Species of flowering plant

Campanula persicifolia, the peach-leaved bellflower, is a flowering plant species in the family Campanulaceae. It is an herbaceous perennial growing to 1 m. Its flowers are cup-shaped and can be either lilac-blue or white. Its foliage is narrow and glossy with a bright green appearance.

It is widely considered an English cottage garden classic.

==Description==
Campanula persicifolia is a clump-forming perennial herbaceous plant growing to a height of 30 to 100 cm. The stem is usually unbranched, erect and slightly angular. The basal leaves are short stalked and narrowly spatulate and usually wither before flowering time. The upper leaves are unstalked, lanceolate, almost linear with rounded teeth on the margins. The inflorescence is a few-flowered terminal raceme or there may be a single flower. The calyx is fused with five narrow lobes, eventually spreading. The corolla is five-lobed, 30 to 50 mm long with five violet-blue (or occasionally white) fused petals. The corolla lobes are less long than they are wide. There are five stamens and a pistil formed from three fused carpels. The fruit is a strongly-veined conical capsule. The flowering period is from June to August.

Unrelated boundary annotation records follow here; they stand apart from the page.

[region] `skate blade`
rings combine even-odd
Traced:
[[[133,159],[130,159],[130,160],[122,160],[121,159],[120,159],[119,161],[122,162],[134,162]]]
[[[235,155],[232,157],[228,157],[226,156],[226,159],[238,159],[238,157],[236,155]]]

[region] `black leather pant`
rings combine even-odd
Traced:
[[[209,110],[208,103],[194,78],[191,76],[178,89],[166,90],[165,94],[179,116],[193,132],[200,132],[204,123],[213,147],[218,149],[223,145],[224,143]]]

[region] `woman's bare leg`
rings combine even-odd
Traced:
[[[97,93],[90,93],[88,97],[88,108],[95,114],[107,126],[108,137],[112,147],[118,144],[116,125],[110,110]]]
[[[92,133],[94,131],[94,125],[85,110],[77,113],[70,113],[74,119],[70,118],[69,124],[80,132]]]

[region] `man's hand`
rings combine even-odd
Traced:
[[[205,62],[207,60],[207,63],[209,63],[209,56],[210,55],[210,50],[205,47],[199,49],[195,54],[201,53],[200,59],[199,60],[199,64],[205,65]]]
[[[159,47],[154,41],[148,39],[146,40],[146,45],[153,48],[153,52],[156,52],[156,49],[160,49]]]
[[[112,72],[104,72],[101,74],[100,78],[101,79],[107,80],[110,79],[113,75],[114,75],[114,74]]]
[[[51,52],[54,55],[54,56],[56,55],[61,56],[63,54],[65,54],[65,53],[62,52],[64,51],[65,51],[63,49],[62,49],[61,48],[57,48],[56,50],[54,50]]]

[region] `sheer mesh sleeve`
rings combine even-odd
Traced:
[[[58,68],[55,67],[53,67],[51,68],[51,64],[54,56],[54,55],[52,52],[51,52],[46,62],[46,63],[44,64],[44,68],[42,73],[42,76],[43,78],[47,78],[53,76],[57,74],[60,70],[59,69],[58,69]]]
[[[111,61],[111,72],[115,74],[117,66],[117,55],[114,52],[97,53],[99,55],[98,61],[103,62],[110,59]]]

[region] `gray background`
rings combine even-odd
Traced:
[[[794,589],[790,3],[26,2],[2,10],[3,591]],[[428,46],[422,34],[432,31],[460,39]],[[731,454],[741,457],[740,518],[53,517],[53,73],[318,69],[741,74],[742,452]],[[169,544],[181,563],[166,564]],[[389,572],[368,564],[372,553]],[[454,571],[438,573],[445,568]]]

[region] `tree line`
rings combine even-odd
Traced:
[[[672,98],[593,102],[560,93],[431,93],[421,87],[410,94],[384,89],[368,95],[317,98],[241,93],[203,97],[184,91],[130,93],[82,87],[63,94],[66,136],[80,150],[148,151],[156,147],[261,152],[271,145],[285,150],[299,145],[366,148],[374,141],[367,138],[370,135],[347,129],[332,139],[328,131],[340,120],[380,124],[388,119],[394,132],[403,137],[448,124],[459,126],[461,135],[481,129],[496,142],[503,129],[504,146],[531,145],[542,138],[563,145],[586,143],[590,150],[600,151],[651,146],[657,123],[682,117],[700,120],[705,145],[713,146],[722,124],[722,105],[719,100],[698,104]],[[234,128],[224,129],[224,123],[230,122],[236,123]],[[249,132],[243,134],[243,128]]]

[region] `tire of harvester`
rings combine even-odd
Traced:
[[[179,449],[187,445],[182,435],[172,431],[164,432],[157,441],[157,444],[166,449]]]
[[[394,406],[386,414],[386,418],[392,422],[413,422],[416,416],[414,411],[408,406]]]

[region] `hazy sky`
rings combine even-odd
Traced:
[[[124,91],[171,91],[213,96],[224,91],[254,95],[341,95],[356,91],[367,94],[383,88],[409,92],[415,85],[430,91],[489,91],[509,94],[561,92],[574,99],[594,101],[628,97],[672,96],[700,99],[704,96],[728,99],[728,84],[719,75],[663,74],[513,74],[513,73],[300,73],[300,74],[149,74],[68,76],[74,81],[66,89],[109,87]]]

==Distribution and habitat==
Campanula persicifolia is common in the Alps and other mountain ranges in Europe. It grows at lower altitudes in the north, and higher up further south, passing 1500 m in Provence. Normally it flowers in June; a dry summer may reduce or inhibit its flowering. Despite this it can flower as late as September in a cold year. The natural habitat of this plant is broad-leaved forests, woodland margins, rocky outcrops in broad-leaved woods, meadows and banks.

==Cultivation==
In cultivation numerous varieties and cultivars have been developed in a range of colours including white, blue, pink and purple.